LORI TIPTON: I think she was talking about the ethics complaints. There have been, I think, 15 different ethics complaints over the past nine months, and it's been all sorts of things, from her holding a fish in a photograph to her wearing a specific jacket at a snow machine competition.
And, of course, none of those proved to be worthy of an ethics violation, but she said that it's really just taking up a lot of taxpayers' dollars. And her staff is spending more time battling those than working on progressing the state, and so she said it's just time to stop that.
JUDY WOODRUFF: Very quickly, what sort of reaction are you picking up from ordinary Alaskans?
LORI TIPTON: I think Alaskans are just ready to see what is next, you know, what is next for the governor, what is next for our state. There was a lot of opposition this past session down in Juneau between Governor Sarah Palin and a lot of the lawmakers. So I think it will be interesting to see how this next session goes.
JUDY WOODRUFF: Lori Tipton with KTUU in Anchorage, thank you very much.
To Pakistan now, where officials reported U.S. drone aircraft attacked Taliban targets, killing 17 people. The missiles hit a training facility and communications center run by the leader of the Pakistani Taliban in South Waziristan, near the Afghan border.
The strikes came as Janet Napolitano, the U.S. secretary of homeland security, visited Pakistan. She met with the country's president and prime minister in Islamabad.

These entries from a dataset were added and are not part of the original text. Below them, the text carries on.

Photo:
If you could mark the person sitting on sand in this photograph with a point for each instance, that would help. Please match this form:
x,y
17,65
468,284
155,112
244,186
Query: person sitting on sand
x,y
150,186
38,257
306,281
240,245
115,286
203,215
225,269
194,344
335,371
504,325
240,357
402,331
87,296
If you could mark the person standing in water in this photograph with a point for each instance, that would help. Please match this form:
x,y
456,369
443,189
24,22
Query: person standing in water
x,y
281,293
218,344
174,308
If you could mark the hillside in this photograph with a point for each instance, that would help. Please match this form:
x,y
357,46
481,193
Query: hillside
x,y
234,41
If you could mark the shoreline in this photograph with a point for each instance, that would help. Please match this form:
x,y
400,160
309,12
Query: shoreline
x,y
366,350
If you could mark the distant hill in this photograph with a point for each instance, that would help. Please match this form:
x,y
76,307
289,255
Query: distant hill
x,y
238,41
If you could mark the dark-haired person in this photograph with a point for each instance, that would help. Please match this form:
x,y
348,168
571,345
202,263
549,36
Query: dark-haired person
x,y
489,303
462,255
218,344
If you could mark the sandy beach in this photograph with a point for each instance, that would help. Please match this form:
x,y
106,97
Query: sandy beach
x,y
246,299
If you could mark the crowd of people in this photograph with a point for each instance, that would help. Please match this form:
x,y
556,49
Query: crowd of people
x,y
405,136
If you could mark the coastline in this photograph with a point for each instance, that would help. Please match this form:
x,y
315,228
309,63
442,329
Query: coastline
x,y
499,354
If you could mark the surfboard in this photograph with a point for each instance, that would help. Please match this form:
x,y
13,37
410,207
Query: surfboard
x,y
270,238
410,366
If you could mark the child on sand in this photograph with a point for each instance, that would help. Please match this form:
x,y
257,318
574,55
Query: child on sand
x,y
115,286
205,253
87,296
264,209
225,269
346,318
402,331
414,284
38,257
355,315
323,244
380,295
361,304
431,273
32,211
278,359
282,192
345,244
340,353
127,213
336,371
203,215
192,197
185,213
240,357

Iran turned up the pressure today on two employees of the British embassy in Tehran, both native Iranians. They're accused of fomenting violent protests after the disputed presidential election. We have a report narrated by Jonathan Rugman of Independent Television News.
JONATHAN RUGMAN: It's Friday prayers and, amid chants of "Death to America," a senior cleric close to Iran's supreme leader is apparently playing to the crowd. Ayatollah Jannati accuses Britain of fomenting revolution, and he warns that British embassy employees will now be put on trial.
AYATOLLAH AHMAD JANNATI, Guardian Council of Iran (through translator): Some people were arrested. Well, inevitably, they will be put on trial. They have made confessions, too. Do you expect that by staging a street riot after the election that the government would be toppled and a government chosen by you would take over? Your idiocy and stupidity is really limitless.
JONATHAN RUGMAN: While the protests which began last month have largely died away, Iran's war of words against Britain has intensified, and two British embassy staff are now caught up in Iran's official narrative, that Britain is responsible for the past few weeks of internal unrest.
Back on Sunday, E.U. foreign ministers threatened a collective response and today saw the first signs of action. Iranian ambassadors were called into foreign ministries in protest, and an official complaint could be delivered to Tehran tomorrow.
France's president said today he offered his British friends "total solidarity," and it's understood that all E.U. ambassadors could leave Tehran in protest if the British embassy staff are not released by the end of next week.
JUDY WOODRUFF: And in Iraq, Vice President Biden's visit to Baghdad was protested by hundreds of supporters of Muqtada al-Sadr, a radical Shiite cleric. They yelled anti-U.S. slogans and burned American flags.
Inside the secured Green Zone, Mr. Biden met with Iraqi Prime Minister al-Maliki. He said the U.S. is ready to help Iraqis work out their political differences.
Back in the U.S., tough economic times slowed travel ahead of the Fourth of July holiday. President Obama stayed close to home, traveling to the presidential retreat at Camp David, Maryland. He was joined by family and friends.
One of the holiday's main highlights will be in New York, where the observation deck in the Statue of Liberty's crown is reopening to visitors. It was closed after the 9/11 attacks.